INHIBITION OF ENERGY-TRANSDUCING FUNCTIONS OF CHLOROPLAST MEMBRANES BY LIPOPHILIC IRON CHELATORS

Lipophilic metal chelators inhibit various energy-transducing functions of [spinach] chloroplasts. Photophosphorylation coupled to any known mode of electron transfer, i.e., whole-chain noncyclic, the partial noncyclic Photosystem I or Photosystem II reactions, or cyclic, is inhibited by several lipophilic chelators, but not by hydrophilic chelators. The light- and dithioerythritol-dependent Mg2+-ATPase was also inhibited by the lipophilic chelators. Electron transport through either partial reaction, Photosystem I or Photosystem II was not inhibited by lipophilic chelators. Whole-chain coupled electron transport was inhibited by bathophenanthroline, and the inhibition was not reversed by uncouplers.

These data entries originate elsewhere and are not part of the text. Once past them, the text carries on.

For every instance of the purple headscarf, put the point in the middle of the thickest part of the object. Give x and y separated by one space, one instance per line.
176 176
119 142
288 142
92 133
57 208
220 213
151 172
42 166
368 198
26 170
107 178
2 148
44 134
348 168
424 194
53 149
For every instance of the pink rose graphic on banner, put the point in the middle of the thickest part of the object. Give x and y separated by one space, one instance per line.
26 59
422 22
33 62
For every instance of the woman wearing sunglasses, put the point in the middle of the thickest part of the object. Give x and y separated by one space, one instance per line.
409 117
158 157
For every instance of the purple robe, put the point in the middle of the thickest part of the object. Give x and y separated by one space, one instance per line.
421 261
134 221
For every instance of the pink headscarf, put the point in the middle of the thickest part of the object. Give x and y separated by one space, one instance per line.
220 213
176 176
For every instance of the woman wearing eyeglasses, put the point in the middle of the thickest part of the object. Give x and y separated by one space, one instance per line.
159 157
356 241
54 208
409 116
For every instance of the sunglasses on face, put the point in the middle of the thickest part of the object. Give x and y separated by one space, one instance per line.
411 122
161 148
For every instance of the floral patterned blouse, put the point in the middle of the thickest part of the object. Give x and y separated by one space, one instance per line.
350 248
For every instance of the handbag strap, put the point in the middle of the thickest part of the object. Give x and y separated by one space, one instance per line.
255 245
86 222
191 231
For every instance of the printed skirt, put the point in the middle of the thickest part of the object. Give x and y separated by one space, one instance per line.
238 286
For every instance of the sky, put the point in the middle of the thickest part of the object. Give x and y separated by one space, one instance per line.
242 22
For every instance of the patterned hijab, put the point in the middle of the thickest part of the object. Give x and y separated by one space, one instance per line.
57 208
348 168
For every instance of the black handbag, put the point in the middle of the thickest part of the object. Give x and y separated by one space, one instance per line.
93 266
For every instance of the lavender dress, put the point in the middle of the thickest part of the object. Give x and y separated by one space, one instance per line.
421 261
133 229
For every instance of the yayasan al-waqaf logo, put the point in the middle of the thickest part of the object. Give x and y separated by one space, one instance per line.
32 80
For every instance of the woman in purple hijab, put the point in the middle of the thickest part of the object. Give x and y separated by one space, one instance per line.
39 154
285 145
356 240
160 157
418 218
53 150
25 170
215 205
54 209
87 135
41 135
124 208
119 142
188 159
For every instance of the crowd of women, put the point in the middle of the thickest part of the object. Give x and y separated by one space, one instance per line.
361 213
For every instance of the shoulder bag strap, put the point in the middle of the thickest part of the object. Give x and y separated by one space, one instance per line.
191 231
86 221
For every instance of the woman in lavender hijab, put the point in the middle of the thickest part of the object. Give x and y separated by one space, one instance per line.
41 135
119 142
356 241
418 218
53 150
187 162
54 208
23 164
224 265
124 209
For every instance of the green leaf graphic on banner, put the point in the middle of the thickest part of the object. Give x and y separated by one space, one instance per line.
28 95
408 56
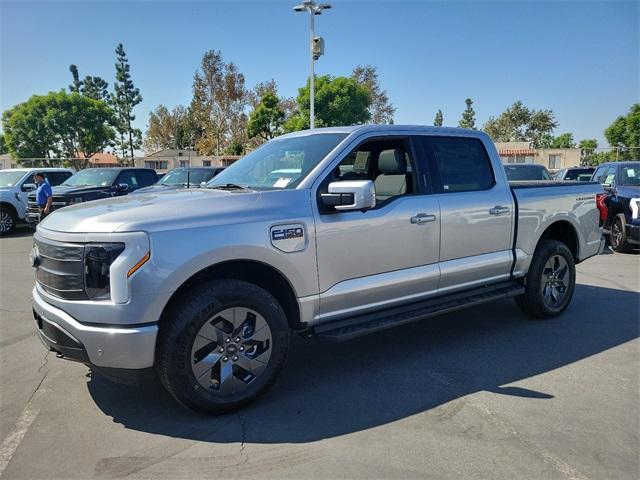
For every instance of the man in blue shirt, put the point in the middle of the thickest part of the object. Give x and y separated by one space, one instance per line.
44 195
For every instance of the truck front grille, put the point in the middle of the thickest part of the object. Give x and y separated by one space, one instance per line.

The diketone chelators diphenyl propanedione and nonanedione inhibited the coupled, whole-chain electron transport and the inhibition was reversed by uncouplers, a pattern typical of energy transfer inhibitors. The electron transport inhibition site is localized in the region of plastoquinone .fwdarw. cytochrome f. This inhibition site is consistent with other recent work showing that a non-heme iron protein is present in chloroplasts having a redox potential near +290 mV. A likely position for such a component to function in electron transport would be between plastoquinone and cytochrome f, just where the data suggest there might be a functional metalloprotein. Some of the lipophilic chelatore induce H+ leakiness in the chloroplast membrane, making interpretation of their phosphorylation inhibition difficult. However, 1-3 mM nonanedione does not induce significant H+ leakiness, while inhibiting ATP formation and the Mg2+-ATPase. Nonanedione, at those concentrations, causes a 2- to 4-fold increase in the extent of H+ uptake. These results are consistent with, but do not prove, the involvement of a non-heme iron or a metalloprotein in chloroplast energy transduction.